HAHAHAHAHAHhahahahahahahah if you think I'm going to pick one--you're wrong.
And these are just the "worst offenders".
Halo: You know, it was a funny-bad, up to a certain point. But you know, I am 1000000000% not-okay with having a character commit suicide and then have absolutely nobody care. It made me sick to see the girl's death via Bethany's "vision", and I just hated everything--the girl's best friend acts like she never existed, Bethany and Xavier are like, 'Dude, Jake is just so evil!' and NOBODY ELSE REMEMBERS HER. Even though she SLICED HER OWN THROAT OPEN AND WAS FOUND BY ANOTHER STUDENT BLEEDING AND SLAUGHTERED AND VERY, VERY DEAD ON THE FLOOR OF THE SCHOOL BATHROOM. Are you f-ing kidding me right now? Another frickin' teenage writer using suicide as a drama play. That makes me sick.
Where She Went: Ugh, everything in this book just made me angry. I hated Adam for being a whiny brat about everything and treating everyone like crap.

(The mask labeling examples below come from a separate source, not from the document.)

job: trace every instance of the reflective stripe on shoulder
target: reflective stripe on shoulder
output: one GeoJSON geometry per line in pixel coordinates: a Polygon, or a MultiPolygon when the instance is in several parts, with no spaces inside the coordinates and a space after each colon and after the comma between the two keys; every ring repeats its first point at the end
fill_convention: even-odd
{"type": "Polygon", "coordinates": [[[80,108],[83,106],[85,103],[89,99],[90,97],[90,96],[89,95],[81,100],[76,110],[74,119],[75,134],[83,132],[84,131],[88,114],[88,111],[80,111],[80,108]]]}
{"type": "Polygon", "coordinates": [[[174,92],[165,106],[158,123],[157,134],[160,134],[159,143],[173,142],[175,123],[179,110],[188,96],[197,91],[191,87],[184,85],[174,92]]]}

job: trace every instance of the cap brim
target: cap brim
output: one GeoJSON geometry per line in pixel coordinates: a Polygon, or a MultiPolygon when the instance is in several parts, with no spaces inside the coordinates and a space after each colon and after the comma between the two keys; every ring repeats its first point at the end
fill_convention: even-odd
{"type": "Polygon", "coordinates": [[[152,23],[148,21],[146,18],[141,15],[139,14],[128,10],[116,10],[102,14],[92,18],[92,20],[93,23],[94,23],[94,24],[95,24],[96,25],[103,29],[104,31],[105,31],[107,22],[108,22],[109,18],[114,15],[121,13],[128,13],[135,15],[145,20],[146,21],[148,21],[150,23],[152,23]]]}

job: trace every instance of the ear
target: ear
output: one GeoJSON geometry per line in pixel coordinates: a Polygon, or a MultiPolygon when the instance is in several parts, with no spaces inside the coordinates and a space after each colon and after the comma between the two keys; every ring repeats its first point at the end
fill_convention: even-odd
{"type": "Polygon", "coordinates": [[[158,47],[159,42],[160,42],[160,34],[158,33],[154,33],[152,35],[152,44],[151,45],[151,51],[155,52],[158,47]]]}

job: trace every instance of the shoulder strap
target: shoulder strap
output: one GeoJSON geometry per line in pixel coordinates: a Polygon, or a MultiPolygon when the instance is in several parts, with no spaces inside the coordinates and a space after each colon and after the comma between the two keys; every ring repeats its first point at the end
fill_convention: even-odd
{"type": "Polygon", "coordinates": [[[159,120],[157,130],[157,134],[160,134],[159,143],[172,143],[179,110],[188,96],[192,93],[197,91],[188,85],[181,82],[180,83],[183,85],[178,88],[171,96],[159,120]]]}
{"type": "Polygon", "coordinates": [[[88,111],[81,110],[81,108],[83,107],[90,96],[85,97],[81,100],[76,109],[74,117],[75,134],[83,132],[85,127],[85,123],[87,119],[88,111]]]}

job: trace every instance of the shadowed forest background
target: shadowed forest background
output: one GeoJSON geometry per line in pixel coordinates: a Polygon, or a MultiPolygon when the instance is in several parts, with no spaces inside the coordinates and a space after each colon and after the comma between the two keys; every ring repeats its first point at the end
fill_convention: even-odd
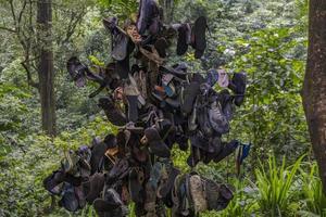
{"type": "MultiPolygon", "coordinates": [[[[75,87],[65,64],[73,55],[89,65],[108,64],[111,42],[101,21],[112,15],[133,17],[137,2],[52,1],[52,46],[47,49],[53,54],[54,92],[47,94],[55,100],[55,110],[50,107],[53,122],[41,119],[40,97],[47,98],[41,87],[47,82],[37,66],[42,36],[36,34],[36,2],[0,2],[0,216],[96,216],[91,207],[72,215],[53,206],[42,179],[55,169],[64,150],[116,130],[97,106],[100,95],[87,97],[96,86],[75,87]]],[[[224,64],[249,76],[246,103],[237,110],[227,138],[251,142],[252,150],[239,176],[235,155],[220,164],[197,166],[209,178],[233,183],[235,191],[225,210],[202,216],[323,216],[326,197],[300,94],[308,49],[308,0],[160,2],[170,23],[200,15],[209,21],[204,56],[196,60],[188,52],[186,58],[171,58],[172,64],[184,61],[200,73],[224,64]]],[[[184,171],[189,169],[188,154],[173,152],[175,164],[184,171]]]]}

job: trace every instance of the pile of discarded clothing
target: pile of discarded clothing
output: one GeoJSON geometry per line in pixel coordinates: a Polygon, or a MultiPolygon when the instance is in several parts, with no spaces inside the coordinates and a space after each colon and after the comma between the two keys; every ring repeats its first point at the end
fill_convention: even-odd
{"type": "MultiPolygon", "coordinates": [[[[243,103],[247,77],[224,68],[205,75],[193,73],[186,63],[168,65],[170,47],[176,54],[188,47],[200,59],[206,47],[206,18],[195,23],[165,25],[154,0],[141,0],[137,22],[116,17],[103,20],[112,39],[112,59],[98,72],[74,56],[67,71],[77,87],[99,84],[99,98],[108,120],[118,126],[117,135],[95,138],[88,146],[65,153],[60,167],[43,180],[45,188],[60,196],[59,205],[76,212],[92,204],[99,216],[127,216],[135,204],[136,216],[197,216],[203,210],[222,210],[233,199],[227,184],[197,173],[181,174],[171,159],[174,145],[190,149],[187,164],[218,163],[241,148],[222,141],[229,131],[236,106],[243,103]],[[213,88],[221,87],[221,91],[213,88]]],[[[195,169],[192,169],[195,170],[195,169]]]]}

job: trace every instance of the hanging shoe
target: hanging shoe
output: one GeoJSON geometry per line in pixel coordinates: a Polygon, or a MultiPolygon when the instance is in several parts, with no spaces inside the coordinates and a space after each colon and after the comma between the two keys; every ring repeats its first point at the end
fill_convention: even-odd
{"type": "Polygon", "coordinates": [[[191,33],[193,42],[191,46],[196,50],[195,51],[196,59],[200,59],[203,55],[204,50],[206,48],[206,37],[205,37],[206,26],[208,26],[208,22],[204,16],[198,17],[193,24],[192,33],[191,33]]]}
{"type": "Polygon", "coordinates": [[[103,97],[99,99],[99,107],[101,107],[109,122],[116,126],[124,126],[126,124],[125,114],[115,106],[113,100],[109,97],[103,97]]]}
{"type": "Polygon", "coordinates": [[[231,153],[236,151],[236,149],[239,146],[240,142],[238,140],[233,140],[229,143],[224,144],[222,151],[220,152],[218,155],[215,156],[213,159],[215,163],[221,162],[231,153]]]}
{"type": "Polygon", "coordinates": [[[147,128],[142,141],[149,144],[149,150],[154,155],[166,158],[171,156],[171,150],[162,141],[162,138],[155,128],[147,128]]]}
{"type": "Polygon", "coordinates": [[[235,95],[235,104],[240,106],[244,100],[247,86],[247,74],[246,73],[235,73],[233,79],[230,80],[228,88],[231,89],[235,95]]]}
{"type": "Polygon", "coordinates": [[[177,55],[184,55],[188,50],[188,36],[190,35],[189,24],[181,24],[178,28],[177,55]]]}
{"type": "Polygon", "coordinates": [[[166,58],[166,49],[167,49],[167,41],[165,40],[165,38],[159,38],[155,43],[154,43],[154,48],[156,49],[159,55],[161,58],[166,58]]]}

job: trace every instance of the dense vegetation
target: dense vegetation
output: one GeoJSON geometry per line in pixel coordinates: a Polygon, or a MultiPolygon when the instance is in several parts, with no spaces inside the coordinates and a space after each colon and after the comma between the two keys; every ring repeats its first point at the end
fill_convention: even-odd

I hated him for letting Mia back into his life. I hated Mia for thinking she had any sort of right to be part of his life after what she did. After what a lowlife thing she did, leaving him hanging and never speaking to him again without a single word of explanation. And I hated them for getting back together after one friggin' night and calling it a happily ever after. Nope.
The Magnolia League: I really disliked the main character, Alex. She was such a hypocrite and a "holier than thou" idiot who thinks anybody who accidentally steps on a flower is the devil. I also hated that she was "the fat one" and she was a size six and everyone made fat jokes about her when SHE IS NOT FAT. And people still made fat jokes about her even when she dropped down to a double 0, and that's just really not okay. I've actually defaced this book. My best friend and I pass it back and forth and write our snarky comments in the margins. Sometimes I feel bad because I hate writing in books--but honestly, it made reading this so much easier to bear.

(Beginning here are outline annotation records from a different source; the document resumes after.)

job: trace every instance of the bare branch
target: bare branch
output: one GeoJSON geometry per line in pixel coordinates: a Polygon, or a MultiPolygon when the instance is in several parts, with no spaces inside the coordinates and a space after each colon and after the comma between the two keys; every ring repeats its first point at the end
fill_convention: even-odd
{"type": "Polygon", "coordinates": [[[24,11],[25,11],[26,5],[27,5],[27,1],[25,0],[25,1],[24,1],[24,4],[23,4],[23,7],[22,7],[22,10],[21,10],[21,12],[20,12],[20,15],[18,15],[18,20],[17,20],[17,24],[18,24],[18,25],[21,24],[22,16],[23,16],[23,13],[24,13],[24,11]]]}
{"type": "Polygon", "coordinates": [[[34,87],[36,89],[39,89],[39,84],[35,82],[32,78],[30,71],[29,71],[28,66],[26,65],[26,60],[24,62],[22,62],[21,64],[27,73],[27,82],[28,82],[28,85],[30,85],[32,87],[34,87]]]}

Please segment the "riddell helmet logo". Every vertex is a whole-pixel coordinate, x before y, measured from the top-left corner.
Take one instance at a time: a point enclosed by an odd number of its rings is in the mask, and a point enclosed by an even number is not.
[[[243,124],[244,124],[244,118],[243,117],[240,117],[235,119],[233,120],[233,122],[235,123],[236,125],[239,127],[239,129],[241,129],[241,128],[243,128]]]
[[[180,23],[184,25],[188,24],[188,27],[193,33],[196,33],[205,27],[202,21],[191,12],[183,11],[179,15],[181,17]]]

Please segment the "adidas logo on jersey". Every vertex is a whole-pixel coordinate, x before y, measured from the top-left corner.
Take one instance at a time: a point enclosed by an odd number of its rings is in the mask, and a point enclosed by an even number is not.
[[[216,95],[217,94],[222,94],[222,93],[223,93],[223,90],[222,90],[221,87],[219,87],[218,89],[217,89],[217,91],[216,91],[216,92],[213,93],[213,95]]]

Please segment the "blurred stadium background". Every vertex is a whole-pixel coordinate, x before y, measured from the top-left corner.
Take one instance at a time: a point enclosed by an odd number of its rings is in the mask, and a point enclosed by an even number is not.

Dead Poets Society: This is one of my favorite movies of all time. I cried when I watched it when I was a sophomore, and I cried when I watched it when I was a senior, because I'm frigging lived through it, and it made me feel like somebody else out there understands what it's like to suddenly have to go on when the one person you thought would never go that far suddenly does. And this book trashed and desecrated and destroyed something I loved so dearly, and I couldn't even force myself to cry and that was really, really upsetting. Plus, let's not even go into the fact that one character groped a girl while she was making out with her boyfriend (and then she actually got together with the creep) and the teacher showed a slideshow of pornographic images to the boys during a test because "they have to prepare for college". Like girls will just be sitting in revealing lingerie in sexual positions in the middle of class. OK.
Crewel: More triggering. A character committed suicide here, too, and I already thought the main character was an idiot, and I hated the writing, and I didn't like the plot, and then it went and described the body of the character who killed themselves and just ugh. I had terrible, awful nightmares for weeks, and I felt like I was going to throw up, and I had to put the book down for several days and looking at it made me sick all over again. Thinking of the way my friend might have--could have...It makes me sick to see her lying there instead of a fictional character. I just can't look at this book. I can't even think about it anymore.
Gulliver's Travels: Eeeuuuuuuggghhhhhhhh smrfthejvnyskjrjksebrhysjibrysevry. I love "A Modest Proposal". I do not love Gulliver's Travels.
Of Sound Mind: :| Come on now. The MC's mother was a total jerk, the main couple would scream at each other and get back together within like, two pages. They were so dysfunctional, and she would verbally abuse him and then make him forgive her by cooking something for him, and the writing was so bad and I just this whole book ARG.
Whew. I'm not sure if any of the other days will be this rage-y.